Enabling Environments for Civic Movements and the Dynamics of Democratic Transition - Lithuania
|Publication Date||10 July 2008|
|Cite as||Freedom House, Enabling Environments for Civic Movements and the Dynamics of Democratic Transition - Lithuania, 10 July 2008, available at: http://www.refworld.org/docid/4912b62312.html [accessed 1 October 2014]|
Period of democratic transition: 1991
Pro-democracy civic movement: present
After gaining its independence at the end of World War I, Lithuania was annexed by the Soviet Union in 1940 under a secret protocol of the 1939 Hitler-Stalin pact. Under Soviet rule, tens of thousands of Lithuanians were imprisoned, deported, or killed, as were any political dissidents.

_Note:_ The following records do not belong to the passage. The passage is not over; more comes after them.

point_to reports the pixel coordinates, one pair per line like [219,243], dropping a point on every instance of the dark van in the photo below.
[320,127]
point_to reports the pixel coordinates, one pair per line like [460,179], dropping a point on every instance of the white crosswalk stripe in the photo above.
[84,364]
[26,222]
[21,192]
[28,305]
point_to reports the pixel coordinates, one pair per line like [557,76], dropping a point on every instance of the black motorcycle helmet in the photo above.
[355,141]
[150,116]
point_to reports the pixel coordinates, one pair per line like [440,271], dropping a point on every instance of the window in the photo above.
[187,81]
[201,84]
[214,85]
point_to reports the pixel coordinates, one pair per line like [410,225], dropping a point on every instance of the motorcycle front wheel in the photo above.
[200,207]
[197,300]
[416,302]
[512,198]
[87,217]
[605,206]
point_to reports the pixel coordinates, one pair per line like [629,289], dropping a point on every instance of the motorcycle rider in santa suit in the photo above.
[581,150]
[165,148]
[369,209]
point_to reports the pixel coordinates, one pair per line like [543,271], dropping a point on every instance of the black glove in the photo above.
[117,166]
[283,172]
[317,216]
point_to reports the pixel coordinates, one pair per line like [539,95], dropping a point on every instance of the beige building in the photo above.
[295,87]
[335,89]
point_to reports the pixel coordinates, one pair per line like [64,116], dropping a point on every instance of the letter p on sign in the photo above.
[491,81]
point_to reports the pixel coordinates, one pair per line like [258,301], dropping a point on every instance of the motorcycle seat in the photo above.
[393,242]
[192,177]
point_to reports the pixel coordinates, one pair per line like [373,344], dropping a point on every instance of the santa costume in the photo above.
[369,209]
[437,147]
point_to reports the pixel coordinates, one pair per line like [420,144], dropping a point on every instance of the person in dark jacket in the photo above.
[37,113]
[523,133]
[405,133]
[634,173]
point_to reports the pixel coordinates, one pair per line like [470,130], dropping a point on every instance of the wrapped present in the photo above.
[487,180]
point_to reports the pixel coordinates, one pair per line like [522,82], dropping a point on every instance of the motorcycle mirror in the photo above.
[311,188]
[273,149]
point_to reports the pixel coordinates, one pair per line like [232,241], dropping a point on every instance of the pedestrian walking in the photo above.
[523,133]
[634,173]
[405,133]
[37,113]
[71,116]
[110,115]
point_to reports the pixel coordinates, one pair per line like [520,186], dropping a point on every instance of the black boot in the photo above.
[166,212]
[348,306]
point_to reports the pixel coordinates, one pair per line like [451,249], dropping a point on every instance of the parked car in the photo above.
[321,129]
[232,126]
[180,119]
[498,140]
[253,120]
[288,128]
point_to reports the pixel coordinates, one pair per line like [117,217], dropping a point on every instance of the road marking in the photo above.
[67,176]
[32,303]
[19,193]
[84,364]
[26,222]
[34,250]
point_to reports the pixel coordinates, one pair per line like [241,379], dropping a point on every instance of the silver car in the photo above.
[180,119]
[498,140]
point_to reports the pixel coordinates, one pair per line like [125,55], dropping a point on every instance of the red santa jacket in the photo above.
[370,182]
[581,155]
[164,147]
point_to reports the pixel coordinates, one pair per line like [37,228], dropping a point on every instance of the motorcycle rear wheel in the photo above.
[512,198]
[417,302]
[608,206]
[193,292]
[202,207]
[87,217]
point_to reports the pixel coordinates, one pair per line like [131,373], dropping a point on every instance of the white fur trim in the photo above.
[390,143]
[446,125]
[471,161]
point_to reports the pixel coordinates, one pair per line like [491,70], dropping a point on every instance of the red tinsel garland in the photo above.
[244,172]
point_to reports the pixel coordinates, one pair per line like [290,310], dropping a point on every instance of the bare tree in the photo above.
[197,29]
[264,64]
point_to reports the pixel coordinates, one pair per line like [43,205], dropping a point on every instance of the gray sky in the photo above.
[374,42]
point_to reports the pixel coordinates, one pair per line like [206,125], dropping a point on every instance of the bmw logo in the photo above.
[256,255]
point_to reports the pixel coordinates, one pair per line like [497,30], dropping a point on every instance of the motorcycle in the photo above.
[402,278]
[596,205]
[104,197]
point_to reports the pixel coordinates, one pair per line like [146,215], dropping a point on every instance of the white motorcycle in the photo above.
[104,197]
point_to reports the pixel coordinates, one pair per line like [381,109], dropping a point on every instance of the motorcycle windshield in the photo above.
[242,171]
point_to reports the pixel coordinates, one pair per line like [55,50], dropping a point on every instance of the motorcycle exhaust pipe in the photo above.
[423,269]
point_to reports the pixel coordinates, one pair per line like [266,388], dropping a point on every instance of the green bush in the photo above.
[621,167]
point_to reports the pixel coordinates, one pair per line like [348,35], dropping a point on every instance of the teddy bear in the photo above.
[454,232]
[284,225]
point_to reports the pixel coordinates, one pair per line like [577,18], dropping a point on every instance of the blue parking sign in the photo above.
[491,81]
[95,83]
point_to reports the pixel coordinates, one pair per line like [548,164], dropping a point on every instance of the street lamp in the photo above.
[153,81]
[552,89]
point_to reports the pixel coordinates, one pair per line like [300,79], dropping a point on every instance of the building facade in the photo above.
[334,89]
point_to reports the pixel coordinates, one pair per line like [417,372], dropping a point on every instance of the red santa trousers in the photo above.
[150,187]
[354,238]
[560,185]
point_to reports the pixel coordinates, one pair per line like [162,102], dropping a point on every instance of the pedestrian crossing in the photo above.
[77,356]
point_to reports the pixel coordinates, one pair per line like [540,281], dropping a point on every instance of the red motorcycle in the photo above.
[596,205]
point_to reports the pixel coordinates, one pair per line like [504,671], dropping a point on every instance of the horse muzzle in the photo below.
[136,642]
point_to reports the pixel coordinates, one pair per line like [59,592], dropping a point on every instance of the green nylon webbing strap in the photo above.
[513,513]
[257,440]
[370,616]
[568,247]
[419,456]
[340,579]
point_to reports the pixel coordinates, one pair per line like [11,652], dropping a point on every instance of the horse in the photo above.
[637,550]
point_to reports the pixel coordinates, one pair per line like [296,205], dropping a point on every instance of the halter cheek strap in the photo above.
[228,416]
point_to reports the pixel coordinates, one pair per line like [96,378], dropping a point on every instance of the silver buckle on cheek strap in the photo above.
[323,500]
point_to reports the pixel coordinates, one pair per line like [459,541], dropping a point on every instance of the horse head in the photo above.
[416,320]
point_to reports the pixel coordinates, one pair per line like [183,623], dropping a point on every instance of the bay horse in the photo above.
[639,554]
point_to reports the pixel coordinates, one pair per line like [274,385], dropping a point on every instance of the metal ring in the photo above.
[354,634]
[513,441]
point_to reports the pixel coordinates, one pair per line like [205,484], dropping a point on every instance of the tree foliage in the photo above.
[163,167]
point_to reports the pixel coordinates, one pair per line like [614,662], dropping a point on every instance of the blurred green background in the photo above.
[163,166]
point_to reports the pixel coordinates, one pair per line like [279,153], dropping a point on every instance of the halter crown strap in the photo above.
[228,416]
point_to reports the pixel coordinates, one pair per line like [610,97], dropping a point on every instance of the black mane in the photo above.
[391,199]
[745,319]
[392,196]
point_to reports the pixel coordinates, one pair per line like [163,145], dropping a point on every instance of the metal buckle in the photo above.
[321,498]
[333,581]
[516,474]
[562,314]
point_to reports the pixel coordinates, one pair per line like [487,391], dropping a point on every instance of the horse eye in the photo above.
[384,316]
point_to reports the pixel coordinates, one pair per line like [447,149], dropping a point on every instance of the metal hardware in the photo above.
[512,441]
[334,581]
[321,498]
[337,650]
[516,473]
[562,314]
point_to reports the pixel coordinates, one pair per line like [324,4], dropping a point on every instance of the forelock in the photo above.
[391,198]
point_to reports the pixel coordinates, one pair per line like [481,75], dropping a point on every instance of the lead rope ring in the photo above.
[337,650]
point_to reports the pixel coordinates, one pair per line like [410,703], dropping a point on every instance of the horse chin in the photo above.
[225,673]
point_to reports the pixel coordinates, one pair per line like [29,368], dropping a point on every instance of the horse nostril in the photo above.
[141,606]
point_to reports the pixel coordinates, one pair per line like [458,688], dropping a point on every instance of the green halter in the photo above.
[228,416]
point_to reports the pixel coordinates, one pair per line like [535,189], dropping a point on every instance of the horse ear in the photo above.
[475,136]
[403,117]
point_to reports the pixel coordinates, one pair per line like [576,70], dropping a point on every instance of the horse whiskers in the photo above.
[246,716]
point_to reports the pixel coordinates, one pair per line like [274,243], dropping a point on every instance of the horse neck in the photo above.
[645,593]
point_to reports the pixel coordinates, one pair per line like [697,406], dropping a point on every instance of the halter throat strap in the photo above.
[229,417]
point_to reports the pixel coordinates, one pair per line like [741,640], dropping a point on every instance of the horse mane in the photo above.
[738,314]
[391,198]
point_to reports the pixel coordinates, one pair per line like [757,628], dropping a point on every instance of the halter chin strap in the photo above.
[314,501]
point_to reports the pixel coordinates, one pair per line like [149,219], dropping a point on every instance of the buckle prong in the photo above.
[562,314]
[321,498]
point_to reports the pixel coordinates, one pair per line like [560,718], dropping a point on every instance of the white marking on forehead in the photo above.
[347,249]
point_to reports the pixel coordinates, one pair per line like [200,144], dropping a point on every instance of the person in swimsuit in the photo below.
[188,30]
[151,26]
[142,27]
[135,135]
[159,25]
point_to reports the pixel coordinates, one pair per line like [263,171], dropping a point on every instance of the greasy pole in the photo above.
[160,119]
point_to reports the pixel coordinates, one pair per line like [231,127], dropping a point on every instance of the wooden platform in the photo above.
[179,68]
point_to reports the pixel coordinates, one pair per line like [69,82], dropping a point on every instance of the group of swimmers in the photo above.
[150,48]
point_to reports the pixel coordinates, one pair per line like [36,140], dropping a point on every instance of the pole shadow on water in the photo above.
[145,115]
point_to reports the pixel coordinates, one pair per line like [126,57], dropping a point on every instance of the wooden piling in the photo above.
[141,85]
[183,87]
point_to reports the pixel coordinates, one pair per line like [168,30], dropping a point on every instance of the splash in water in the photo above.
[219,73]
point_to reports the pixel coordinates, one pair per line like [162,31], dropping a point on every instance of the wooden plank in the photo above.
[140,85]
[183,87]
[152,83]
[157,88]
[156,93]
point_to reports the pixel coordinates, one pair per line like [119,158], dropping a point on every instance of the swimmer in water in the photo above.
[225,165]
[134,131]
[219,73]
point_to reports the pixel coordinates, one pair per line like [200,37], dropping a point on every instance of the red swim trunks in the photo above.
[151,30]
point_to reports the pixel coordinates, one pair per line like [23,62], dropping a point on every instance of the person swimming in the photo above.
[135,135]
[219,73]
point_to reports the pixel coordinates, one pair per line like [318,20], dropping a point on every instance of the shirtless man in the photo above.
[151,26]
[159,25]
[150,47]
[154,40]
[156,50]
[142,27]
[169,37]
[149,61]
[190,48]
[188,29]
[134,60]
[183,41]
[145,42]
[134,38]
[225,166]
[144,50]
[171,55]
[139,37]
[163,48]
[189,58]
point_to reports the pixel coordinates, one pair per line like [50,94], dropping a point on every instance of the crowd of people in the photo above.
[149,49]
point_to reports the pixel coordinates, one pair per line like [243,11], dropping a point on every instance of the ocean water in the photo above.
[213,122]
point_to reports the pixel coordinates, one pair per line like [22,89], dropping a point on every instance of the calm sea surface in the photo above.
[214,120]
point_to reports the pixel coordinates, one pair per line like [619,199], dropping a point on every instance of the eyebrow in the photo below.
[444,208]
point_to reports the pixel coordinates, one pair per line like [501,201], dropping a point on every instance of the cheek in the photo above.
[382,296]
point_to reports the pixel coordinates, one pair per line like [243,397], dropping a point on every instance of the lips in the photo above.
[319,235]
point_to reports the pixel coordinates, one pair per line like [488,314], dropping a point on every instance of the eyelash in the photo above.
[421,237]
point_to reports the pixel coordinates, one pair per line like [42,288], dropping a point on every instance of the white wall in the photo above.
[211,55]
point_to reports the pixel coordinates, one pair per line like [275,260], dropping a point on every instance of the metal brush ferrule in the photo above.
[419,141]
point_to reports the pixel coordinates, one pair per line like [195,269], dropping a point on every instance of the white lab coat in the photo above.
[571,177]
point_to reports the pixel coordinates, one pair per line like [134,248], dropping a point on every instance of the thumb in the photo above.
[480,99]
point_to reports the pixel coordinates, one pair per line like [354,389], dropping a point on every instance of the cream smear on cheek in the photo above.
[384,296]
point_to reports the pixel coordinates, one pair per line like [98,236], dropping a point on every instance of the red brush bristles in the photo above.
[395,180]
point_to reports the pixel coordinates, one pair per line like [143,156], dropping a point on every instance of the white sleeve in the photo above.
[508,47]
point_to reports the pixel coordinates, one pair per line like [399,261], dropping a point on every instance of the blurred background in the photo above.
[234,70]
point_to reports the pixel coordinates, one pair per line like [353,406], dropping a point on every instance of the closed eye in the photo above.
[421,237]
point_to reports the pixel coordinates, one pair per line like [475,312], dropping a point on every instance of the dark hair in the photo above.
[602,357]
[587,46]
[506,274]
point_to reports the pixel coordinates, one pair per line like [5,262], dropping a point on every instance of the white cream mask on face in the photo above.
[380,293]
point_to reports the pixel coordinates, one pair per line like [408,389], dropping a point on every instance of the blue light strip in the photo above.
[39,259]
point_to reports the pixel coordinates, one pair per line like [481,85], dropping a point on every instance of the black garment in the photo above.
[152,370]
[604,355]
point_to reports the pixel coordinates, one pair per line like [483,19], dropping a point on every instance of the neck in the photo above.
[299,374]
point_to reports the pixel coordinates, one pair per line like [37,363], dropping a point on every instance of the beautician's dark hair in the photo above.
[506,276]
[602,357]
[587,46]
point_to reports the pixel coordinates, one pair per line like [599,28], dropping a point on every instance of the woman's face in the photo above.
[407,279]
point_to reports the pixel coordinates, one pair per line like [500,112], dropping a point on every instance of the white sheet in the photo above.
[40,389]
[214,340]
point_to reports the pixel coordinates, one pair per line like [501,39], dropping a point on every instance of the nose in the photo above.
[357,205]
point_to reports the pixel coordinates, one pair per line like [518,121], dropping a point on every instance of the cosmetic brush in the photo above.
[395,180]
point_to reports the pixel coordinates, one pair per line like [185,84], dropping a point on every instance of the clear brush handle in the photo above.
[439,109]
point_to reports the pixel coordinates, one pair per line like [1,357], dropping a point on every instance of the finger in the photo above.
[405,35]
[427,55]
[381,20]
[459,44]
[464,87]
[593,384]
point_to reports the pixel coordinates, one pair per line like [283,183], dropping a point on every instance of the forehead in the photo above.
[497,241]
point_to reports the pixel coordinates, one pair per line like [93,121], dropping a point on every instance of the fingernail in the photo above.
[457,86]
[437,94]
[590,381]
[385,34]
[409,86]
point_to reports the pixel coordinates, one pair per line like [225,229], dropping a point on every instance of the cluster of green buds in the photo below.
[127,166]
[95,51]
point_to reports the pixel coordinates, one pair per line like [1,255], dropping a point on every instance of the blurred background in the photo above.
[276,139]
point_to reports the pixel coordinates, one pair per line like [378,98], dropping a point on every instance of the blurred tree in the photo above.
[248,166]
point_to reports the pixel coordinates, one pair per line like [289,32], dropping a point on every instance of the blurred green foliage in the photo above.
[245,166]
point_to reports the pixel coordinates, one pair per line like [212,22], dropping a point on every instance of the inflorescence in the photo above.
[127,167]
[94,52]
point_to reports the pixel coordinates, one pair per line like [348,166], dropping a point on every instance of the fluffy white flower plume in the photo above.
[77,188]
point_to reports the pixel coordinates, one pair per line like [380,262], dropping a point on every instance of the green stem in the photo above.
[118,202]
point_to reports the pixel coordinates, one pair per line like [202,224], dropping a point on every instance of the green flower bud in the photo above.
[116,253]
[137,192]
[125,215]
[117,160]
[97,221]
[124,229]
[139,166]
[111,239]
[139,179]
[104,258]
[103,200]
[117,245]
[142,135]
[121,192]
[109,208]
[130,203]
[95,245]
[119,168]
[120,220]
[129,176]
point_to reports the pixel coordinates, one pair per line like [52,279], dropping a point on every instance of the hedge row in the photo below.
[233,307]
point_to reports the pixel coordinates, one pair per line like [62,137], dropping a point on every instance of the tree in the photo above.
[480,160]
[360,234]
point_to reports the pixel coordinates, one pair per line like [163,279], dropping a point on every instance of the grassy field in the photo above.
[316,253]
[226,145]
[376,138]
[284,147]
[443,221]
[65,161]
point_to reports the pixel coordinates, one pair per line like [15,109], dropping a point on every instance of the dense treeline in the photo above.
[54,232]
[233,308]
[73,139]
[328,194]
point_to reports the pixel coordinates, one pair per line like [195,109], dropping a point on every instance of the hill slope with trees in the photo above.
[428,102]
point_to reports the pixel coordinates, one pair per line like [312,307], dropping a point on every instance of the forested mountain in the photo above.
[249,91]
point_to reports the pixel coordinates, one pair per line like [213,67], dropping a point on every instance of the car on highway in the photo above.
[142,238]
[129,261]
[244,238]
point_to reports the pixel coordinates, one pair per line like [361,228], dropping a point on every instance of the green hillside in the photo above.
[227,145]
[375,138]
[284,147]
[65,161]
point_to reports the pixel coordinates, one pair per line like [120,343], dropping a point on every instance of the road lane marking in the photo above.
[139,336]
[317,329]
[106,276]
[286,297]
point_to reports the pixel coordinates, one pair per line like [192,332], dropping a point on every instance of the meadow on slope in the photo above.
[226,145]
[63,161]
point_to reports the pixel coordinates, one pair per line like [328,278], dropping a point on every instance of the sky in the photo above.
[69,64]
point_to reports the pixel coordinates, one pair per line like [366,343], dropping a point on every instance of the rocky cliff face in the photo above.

Lithuania's Communist Party leadership was unreceptive to USSR president Mikhail Gorbachev's glasnost and perestroika. Encouraged by dissident movements in neighboring countries, Lithuanians began to support Gorbachev's ideas as well as democratization. An umbrella movement embracing Communists and non-Communists, the Lithuanian Reform Movement, or Sajudis, was formed in June 1988 and at first cautiously focused on ecological issues and the crimes of Stalinism before fully adopting pro-independence and pro-democracy aims. Some protests were coordinated among the three Baltic states, including a human chain organized in 1989, consisting of more than two million people across Lithuania, Latvia, and Estonia. Sajudis employed mass demonstrations, and the strength and importance of these movements was made clear when Communist Party leaders found participation necessary. After the March 1990 Supreme Soviet elections, in which Sajudis won a clear majority, Parliament voted overwhelmingly for independence. The vote was rejected by the USSR, which imposed economic sanctions. In January 1991, a Soviet attempt to remove the Lithuanian government in Vilnius resulted in the death of 13 civilian protesters. In the aftermath of the failed Soviet coup attempt in August 1991, international recognition of Lithuania was rapid.
In October 1992, openly contested multiparty elections were held for the legislature, as was a referendum that established a parliamentary-presidential system. In December 1992, Lithuania freely elected its first president, Algirdas Brazanskas, previously a Communist Party first secretary, marking the return of the former Communist Party. Although elections have continued with regularity, persistent political instability has plagued Lithuania.